Too funny! I have spent years trying to eliminate the red-colored trait in these tomatoes.
It will be interesting to see how they do. I’m planning on treating them like I’m a beginner with very little knowledge on how to grow things. That’s what I did with the seed Anna sent me last spring. That allows me to see what the genetics can really do. It appears as though that line might have a little bit of frost tolerance. The squash vines (C. maxima) right next were killed by the frost. Also the vines had very little blight issues on the leaves although on the bottom leaves I could tell they were needing Potassium and the soil here is low in that nutrient.
Actually those 27 plants did have some orangish colored tomatoes. One plant looked like SunSugar and there was at least one that had red and yellow cells in the fruit that made it look orange at first glance. There were a couple that were green at harvest as well.

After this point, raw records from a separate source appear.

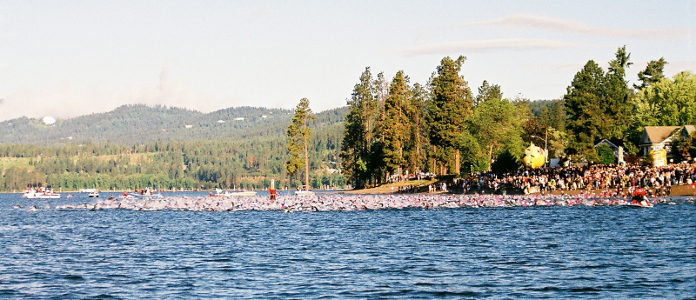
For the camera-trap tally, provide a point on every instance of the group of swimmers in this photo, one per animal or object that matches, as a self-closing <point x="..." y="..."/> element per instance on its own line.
<point x="341" y="202"/>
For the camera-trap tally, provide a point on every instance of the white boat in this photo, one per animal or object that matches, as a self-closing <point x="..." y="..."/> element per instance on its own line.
<point x="40" y="194"/>
<point x="143" y="193"/>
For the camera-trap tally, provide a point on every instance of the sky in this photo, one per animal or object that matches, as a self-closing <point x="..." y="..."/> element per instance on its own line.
<point x="71" y="58"/>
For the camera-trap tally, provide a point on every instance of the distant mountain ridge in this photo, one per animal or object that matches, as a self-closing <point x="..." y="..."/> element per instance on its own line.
<point x="142" y="124"/>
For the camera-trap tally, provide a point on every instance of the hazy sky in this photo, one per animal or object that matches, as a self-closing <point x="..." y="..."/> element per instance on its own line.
<point x="69" y="58"/>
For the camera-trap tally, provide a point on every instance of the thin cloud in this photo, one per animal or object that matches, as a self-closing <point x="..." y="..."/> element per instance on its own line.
<point x="559" y="25"/>
<point x="489" y="45"/>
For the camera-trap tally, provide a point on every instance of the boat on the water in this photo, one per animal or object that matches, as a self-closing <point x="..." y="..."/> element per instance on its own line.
<point x="143" y="193"/>
<point x="220" y="193"/>
<point x="40" y="193"/>
<point x="640" y="199"/>
<point x="304" y="191"/>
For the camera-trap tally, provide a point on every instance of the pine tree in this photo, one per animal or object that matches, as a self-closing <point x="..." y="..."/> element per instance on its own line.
<point x="299" y="134"/>
<point x="359" y="131"/>
<point x="486" y="92"/>
<point x="451" y="104"/>
<point x="416" y="155"/>
<point x="617" y="98"/>
<point x="586" y="120"/>
<point x="653" y="73"/>
<point x="396" y="123"/>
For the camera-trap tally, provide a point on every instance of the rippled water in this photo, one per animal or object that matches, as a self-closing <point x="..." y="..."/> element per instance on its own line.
<point x="543" y="252"/>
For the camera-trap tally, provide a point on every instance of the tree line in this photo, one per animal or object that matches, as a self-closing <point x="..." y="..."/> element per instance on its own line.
<point x="394" y="128"/>
<point x="205" y="164"/>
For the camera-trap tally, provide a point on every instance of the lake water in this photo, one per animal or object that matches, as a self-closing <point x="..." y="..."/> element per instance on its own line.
<point x="538" y="252"/>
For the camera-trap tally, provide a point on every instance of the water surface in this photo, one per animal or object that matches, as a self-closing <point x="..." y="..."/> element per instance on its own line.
<point x="539" y="252"/>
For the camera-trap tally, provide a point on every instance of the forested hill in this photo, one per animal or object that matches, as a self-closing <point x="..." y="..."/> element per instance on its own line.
<point x="141" y="124"/>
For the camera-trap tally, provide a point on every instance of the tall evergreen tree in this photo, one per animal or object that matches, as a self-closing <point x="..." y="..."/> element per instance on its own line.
<point x="496" y="126"/>
<point x="617" y="98"/>
<point x="451" y="104"/>
<point x="653" y="73"/>
<point x="583" y="107"/>
<point x="359" y="131"/>
<point x="299" y="134"/>
<point x="396" y="123"/>
<point x="416" y="148"/>
<point x="486" y="92"/>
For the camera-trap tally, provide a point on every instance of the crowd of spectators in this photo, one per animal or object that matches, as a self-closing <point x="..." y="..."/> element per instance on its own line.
<point x="590" y="177"/>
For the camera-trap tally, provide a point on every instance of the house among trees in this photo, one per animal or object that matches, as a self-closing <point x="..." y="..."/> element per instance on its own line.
<point x="661" y="137"/>
<point x="614" y="148"/>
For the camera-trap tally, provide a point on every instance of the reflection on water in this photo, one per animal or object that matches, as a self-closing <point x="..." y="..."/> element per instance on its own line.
<point x="540" y="252"/>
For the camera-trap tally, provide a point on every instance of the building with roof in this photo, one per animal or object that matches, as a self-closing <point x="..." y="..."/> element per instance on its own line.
<point x="661" y="137"/>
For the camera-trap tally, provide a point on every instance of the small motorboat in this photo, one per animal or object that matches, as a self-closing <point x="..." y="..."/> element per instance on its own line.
<point x="40" y="193"/>
<point x="640" y="200"/>
<point x="304" y="191"/>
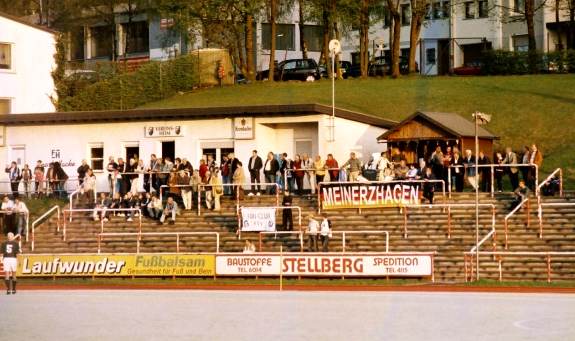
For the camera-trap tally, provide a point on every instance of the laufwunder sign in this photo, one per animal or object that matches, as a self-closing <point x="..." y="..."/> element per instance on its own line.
<point x="353" y="265"/>
<point x="355" y="195"/>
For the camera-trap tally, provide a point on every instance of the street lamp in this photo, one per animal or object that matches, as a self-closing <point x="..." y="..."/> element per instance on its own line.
<point x="479" y="118"/>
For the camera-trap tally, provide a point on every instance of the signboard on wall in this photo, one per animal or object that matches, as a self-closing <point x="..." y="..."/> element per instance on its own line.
<point x="370" y="265"/>
<point x="243" y="128"/>
<point x="258" y="219"/>
<point x="164" y="131"/>
<point x="354" y="195"/>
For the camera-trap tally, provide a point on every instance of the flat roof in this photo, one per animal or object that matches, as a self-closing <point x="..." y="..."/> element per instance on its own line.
<point x="112" y="116"/>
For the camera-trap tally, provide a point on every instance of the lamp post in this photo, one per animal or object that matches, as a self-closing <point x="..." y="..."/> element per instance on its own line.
<point x="478" y="118"/>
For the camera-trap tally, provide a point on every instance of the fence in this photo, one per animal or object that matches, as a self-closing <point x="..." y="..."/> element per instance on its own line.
<point x="343" y="237"/>
<point x="500" y="254"/>
<point x="141" y="234"/>
<point x="40" y="219"/>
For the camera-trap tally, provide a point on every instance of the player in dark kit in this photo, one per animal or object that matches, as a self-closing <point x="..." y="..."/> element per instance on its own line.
<point x="9" y="250"/>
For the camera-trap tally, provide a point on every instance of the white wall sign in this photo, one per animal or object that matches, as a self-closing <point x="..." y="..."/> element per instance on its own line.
<point x="164" y="131"/>
<point x="258" y="219"/>
<point x="293" y="264"/>
<point x="243" y="128"/>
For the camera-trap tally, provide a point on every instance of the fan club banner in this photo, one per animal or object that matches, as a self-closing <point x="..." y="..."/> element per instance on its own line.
<point x="372" y="265"/>
<point x="256" y="219"/>
<point x="354" y="195"/>
<point x="115" y="265"/>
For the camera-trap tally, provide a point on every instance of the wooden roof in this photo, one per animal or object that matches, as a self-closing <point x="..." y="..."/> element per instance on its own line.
<point x="435" y="125"/>
<point x="93" y="117"/>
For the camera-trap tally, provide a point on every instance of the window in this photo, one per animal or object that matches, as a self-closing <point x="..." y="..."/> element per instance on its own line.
<point x="285" y="38"/>
<point x="102" y="41"/>
<point x="5" y="106"/>
<point x="470" y="10"/>
<point x="313" y="36"/>
<point x="5" y="56"/>
<point x="137" y="37"/>
<point x="77" y="44"/>
<point x="483" y="8"/>
<point x="519" y="6"/>
<point x="97" y="157"/>
<point x="405" y="15"/>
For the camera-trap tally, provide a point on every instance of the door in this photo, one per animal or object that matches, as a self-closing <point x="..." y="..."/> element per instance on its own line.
<point x="169" y="149"/>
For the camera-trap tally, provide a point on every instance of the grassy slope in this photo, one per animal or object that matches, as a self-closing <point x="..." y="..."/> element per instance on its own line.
<point x="525" y="109"/>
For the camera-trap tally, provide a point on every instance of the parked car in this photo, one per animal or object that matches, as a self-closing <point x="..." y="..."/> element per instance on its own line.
<point x="468" y="69"/>
<point x="293" y="69"/>
<point x="344" y="65"/>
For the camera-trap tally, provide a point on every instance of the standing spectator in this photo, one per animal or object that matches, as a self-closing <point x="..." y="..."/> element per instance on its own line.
<point x="312" y="230"/>
<point x="333" y="168"/>
<point x="298" y="174"/>
<point x="325" y="233"/>
<point x="319" y="167"/>
<point x="26" y="175"/>
<point x="226" y="174"/>
<point x="457" y="171"/>
<point x="14" y="176"/>
<point x="485" y="172"/>
<point x="184" y="180"/>
<point x="511" y="159"/>
<point x="254" y="167"/>
<point x="170" y="210"/>
<point x="287" y="217"/>
<point x="525" y="160"/>
<point x="39" y="178"/>
<point x="354" y="167"/>
<point x="535" y="158"/>
<point x="271" y="168"/>
<point x="89" y="185"/>
<point x="111" y="167"/>
<point x="238" y="180"/>
<point x="82" y="172"/>
<point x="499" y="171"/>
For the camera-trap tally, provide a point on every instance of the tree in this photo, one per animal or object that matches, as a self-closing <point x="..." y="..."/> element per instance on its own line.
<point x="393" y="7"/>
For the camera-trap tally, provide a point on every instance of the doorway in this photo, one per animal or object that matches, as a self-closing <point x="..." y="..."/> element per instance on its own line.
<point x="169" y="149"/>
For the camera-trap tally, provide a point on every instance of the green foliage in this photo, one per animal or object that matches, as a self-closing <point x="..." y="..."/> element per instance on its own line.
<point x="151" y="82"/>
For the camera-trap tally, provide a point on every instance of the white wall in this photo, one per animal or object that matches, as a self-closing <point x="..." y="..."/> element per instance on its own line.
<point x="29" y="84"/>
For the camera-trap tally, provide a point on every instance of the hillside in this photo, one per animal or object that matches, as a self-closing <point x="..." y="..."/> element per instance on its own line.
<point x="526" y="109"/>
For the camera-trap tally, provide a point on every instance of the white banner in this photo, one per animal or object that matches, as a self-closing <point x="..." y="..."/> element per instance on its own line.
<point x="372" y="265"/>
<point x="256" y="219"/>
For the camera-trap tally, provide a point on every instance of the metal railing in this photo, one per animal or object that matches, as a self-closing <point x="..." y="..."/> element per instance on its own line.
<point x="500" y="254"/>
<point x="140" y="234"/>
<point x="237" y="194"/>
<point x="510" y="214"/>
<point x="492" y="166"/>
<point x="40" y="219"/>
<point x="367" y="183"/>
<point x="102" y="211"/>
<point x="343" y="237"/>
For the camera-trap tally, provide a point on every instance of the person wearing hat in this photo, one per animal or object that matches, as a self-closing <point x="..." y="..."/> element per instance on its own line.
<point x="8" y="252"/>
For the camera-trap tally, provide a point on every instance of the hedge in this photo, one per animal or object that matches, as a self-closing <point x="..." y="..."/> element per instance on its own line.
<point x="498" y="62"/>
<point x="151" y="82"/>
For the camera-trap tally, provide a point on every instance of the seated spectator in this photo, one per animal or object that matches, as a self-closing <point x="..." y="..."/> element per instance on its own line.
<point x="101" y="209"/>
<point x="170" y="210"/>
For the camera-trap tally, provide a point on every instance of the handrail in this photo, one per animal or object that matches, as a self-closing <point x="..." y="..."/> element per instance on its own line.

One of the ancestors of the Profoundly Promiscuous and Totally Tasty Tomatoes project came from 11,000 feet in the Andes mountains. In my garden, it survived 2 months in the fall, after all other tomatoes turned to dust. It finally succumbed in mid-November.
Another ancestor won my cold/frost tolerance trials. It didn’t show tolerance to frost as a seedling, but it grew exceedingly well in cold weather.
That’s interesting. I wish I could find that frost resistance in Winter Squash. The only vegetables I am able to grow here in Minnesota in January are Snow Peas, Iceberg Lettuce and Icicle Radishes (oops). Actually I am planning a greenhouse for next winter. It will be what they call a Deep Winter Greenhouse or DWG. It won’t be very big but it will have a woodstove for heating and will be attached to my tiny cabin which is 8’ x 12’. Yes, I live in something that size.